Es gibt noch Klärungsbedarf, Frau Ministerin.

Ich möchte wissen, aus welchen Gründen Sie das wirklich ablehnen. Die zweite Frage: Welche Möglichkeiten sehen Sie, hier eine Strafverschärfung einzuführen?

Ich glaube, dass jede Person, die sich im Bereich des Grundgesetzes bewegt, schon allein anhand des Grundgesetzes erkennen kann, warum die Todesstrafe nicht eingeführt werden kann. Zum anderen haben wir einen Maßstab, der von den Richtern genutzt werden muss. Ich denke, die vorhandenen Instrumente sind ausreichend. - Danke.

(Beifall bei der CDU)

Wir sind bei der Dringlichen Anfrage 59 (Schienenfahrzeug- produzent Bombardier in Hennigsdorf), gestellt von der Abgeordneten Tack.

Der weltgrößte Bahntechnikhersteller Bombardier beabsichtigt, einen weit reichenden Arbeitsplatzabbau zu vollziehen. Neben der Schließung des Werkes in Ammendorf, SachsenAnhalt, sollen auch im Schienenfahrzeugwerk Hennigsdorf Arbeitsplätze abgebaut werden. Laut Informationen des Betriebsrates vom 30.03.2004 werden davon vor allem feste Arbeitsplätze im Produktionsbereich betroffen sein.

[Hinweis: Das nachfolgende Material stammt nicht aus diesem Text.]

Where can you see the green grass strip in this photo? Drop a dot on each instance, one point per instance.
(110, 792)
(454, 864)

Ich frage die Landesregierung: Welche Initiativen ergreift sie, um den Standort für Schienenfahrzeugproduktion in Hennigsdorf und die damit verbundenen Arbeitsplätze sichern zu helfen?

Herr Minister Junghanns, Sie haben das Wort.

Sehr geehrter Herr Präsident! Meine sehr verehrten Damen und Herren! Sehr geehrte Frau Abgeordnete Tack, das Land Brandenburg und die Landesregierung stehen an der Seite des Unternehmens, diesen Standort als Bahntechnikstandort zu festigen und damit die Arbeitsplätze im Werk Hennigsdorf nachhaltig zu sichern. Die jüngste Entscheidung des Unternehmens, in Abwägung mit anderen den Standort Hennigsdorf weiter zu profilieren, ist ein Hinweis für das enge, aber auch problembewusste und gleichermaßen konstruktive Miteinander von Landesregierung und Unternehmensvertretung.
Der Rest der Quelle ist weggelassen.